# How to cut an image which isnt an .ai or .eps (e.g. jpeg or png)



## ONESTOli (Apr 22, 2013)

Hello, 
Relatively new to cutting and T-shirts (6 months) but ok at it, and very new to the forum!
Currently i am using a creation pcut 630 with sign cut on a mac! i keep meaning to move to windows, but need to get my windows machine running right before the changeover!

My question is, can you cut an image which is not a vector image? currently i cut .eps files only, which i have created which Adobe Illustrator, when we got some samples made up we gave them a .jpeg and they cut from that, i would like to be able to cut a .jpeg or similar, to make our range of cutting images larger, so far i have had to re draw our images because any non-vector to vector image convertor has left my designs at a very low quality.

tl;dr Can you cut an image which isn't a vector?

Cheers


----------



## Louie2010 (Feb 26, 2010)

> Can you cut an image which isn't a vector?


 

Sorry, I don't believe you can.


----------



## ONESTOli (Apr 22, 2013)

ONESTOli said:


> Hello,
> when we got some samples made up we gave them a .jpeg and they cut from that
> Cheers


Do you have any idea on how they may have cut from my .jpeg then?


----------



## bern (Feb 14, 2007)

A jpeg itself is not able to used to command a cutter , it will have to be converted . Recreating artwork into a format that is able to be used by a cutter or the conversion can take place in the program like WinPC sign or do it manually . Find a good tutorial for AI on recreating artwork . Jeff Harrison's tutorial learn to draw which is for Coreldraw was an eye opener for me . Your other option is to send it to someone who recreates artwork for a living who can do it relatively cheaply .


----------



## ONESTOli (Apr 22, 2013)

Wicked thanks for your help, yes i have had to redraw some previous artwork myself, but i have now found some conversion tools which seem to work pretty good, after they are done only slight extra editing was needed until they were near perfect 

Thanks for you help


----------



## FPDigital (Jan 6, 2012)

Hey ONESTOli,

I am not sure how your specific software works but I use Adobe and Versaworks to do most of my bits, and as long as the JPEG is of good quality then creating a cut path isn't too terrible with a little tweaking in photoshop first.
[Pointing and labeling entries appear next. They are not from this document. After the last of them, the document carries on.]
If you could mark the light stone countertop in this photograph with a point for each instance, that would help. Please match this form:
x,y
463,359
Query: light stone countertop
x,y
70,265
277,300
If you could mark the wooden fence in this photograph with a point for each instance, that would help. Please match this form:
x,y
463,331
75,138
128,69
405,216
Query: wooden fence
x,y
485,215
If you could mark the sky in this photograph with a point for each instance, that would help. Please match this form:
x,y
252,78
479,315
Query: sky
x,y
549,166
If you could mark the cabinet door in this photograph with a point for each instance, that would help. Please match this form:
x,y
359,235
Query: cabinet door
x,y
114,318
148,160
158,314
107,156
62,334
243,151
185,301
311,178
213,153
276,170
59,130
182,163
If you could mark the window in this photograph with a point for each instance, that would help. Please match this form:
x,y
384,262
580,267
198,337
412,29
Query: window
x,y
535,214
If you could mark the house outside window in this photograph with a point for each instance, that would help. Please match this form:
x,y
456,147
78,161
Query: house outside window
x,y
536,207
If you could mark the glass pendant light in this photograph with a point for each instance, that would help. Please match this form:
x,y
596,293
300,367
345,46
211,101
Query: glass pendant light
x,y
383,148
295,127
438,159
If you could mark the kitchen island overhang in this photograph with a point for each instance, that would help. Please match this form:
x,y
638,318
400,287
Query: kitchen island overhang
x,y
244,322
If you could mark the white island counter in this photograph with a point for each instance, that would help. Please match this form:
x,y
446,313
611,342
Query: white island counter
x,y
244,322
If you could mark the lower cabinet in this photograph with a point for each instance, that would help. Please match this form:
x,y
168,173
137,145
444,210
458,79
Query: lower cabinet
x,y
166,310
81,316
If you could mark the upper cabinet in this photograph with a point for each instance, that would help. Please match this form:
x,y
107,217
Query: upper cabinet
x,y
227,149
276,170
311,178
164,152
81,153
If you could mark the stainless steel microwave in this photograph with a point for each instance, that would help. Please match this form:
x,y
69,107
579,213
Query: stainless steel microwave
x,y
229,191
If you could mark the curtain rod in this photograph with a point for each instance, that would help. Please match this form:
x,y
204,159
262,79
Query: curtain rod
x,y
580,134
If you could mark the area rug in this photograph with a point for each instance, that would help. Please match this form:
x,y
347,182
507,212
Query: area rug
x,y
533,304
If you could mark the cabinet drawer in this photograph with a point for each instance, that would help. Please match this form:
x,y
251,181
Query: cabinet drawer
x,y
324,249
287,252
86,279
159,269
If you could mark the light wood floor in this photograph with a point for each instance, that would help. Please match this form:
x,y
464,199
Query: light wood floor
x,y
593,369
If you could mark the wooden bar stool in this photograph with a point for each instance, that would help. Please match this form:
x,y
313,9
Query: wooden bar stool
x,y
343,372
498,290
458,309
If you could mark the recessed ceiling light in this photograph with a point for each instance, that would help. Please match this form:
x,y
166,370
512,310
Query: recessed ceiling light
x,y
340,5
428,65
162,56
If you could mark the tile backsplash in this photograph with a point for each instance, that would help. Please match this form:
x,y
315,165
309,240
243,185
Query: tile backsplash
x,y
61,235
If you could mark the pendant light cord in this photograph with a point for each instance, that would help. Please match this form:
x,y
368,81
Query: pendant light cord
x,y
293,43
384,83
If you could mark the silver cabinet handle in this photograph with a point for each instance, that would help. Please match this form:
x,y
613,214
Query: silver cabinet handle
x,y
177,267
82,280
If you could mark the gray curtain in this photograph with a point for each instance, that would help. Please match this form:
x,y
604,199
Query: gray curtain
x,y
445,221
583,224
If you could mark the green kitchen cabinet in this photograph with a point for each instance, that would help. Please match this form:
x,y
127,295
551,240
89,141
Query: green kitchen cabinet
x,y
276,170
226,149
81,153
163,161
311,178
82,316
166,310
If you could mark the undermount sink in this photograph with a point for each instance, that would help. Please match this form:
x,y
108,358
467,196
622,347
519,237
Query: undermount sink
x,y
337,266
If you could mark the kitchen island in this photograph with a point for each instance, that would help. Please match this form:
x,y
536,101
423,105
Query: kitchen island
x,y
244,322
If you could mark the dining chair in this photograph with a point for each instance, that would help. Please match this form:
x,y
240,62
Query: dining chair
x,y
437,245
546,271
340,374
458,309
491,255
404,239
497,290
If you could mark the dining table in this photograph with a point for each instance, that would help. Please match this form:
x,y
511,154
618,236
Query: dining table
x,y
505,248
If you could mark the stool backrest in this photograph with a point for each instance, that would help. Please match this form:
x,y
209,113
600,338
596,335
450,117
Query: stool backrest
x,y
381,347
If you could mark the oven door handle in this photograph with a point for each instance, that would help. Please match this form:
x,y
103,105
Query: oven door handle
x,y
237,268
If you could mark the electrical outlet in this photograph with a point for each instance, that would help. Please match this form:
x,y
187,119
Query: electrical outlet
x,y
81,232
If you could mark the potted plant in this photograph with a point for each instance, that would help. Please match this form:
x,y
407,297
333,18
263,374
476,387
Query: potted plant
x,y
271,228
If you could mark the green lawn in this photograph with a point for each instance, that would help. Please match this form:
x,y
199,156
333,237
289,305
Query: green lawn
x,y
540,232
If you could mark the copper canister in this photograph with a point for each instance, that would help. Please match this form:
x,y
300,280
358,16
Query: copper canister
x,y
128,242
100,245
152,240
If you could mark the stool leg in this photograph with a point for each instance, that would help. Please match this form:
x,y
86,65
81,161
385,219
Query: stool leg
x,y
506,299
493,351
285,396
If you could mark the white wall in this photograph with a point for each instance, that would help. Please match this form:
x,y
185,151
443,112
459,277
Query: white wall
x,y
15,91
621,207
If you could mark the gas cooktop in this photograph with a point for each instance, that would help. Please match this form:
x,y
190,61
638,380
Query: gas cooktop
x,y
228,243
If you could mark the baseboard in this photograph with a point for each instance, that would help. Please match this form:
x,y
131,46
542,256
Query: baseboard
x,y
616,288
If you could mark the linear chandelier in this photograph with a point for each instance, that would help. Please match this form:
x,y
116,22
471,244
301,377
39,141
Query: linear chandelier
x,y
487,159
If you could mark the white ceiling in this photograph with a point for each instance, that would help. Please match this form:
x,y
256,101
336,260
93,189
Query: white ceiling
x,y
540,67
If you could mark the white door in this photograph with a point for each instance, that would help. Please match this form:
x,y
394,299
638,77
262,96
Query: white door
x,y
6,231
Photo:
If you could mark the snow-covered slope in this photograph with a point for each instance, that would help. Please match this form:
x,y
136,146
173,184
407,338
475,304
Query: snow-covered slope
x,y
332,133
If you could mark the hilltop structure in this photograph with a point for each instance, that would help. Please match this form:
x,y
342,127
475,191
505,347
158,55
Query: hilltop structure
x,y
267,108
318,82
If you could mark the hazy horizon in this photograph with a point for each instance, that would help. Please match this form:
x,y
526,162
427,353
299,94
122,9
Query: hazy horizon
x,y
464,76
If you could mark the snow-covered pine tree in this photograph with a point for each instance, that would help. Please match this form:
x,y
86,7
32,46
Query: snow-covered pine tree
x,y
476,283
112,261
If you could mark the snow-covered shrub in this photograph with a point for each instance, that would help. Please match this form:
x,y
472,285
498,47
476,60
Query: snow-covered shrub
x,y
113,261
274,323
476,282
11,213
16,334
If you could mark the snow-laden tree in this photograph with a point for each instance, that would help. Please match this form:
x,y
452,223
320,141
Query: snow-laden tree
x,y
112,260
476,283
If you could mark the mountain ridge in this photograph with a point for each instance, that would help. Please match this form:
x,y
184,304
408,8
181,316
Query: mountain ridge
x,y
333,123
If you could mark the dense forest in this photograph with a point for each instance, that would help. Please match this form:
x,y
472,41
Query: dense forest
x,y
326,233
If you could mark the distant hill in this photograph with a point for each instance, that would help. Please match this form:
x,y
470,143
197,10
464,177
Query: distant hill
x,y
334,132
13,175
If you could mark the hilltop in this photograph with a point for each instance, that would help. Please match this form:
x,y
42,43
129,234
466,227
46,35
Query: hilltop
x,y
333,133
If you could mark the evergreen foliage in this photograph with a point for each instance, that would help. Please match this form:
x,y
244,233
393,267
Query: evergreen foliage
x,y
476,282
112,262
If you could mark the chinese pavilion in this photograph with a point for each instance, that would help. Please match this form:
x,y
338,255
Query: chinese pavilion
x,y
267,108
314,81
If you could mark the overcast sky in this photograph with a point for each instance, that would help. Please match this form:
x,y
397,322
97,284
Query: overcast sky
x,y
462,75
I can explain further if you think it might be of some use. But not having knowledge of your particular software I may be sending you down a path to no success


----------



## ONESTOli (Apr 22, 2013)

FPDigital said:


> Hey ONESTOli,
> 
> I am not sure how your specific software works but I use Adobe and Versaworks to do most of my bits, and as long as the JPEG is of good quality then creating a cut path isn't too terrible with a little tweaking in photoshop first. I can explain further if you think it might be of some use. But not having knowledge of your particular software I may be sending you down a path to no success


Sounds good to me, i seem to have found a relatively easy way to convert which is Free Online Raster to Vector Converter not too sure if i get limited use then have to buy or anything? but i used it on a relatively simple jpeg and it did an amazing job, just a few slight tweaks in illustrator afterwards and it was spot on


----------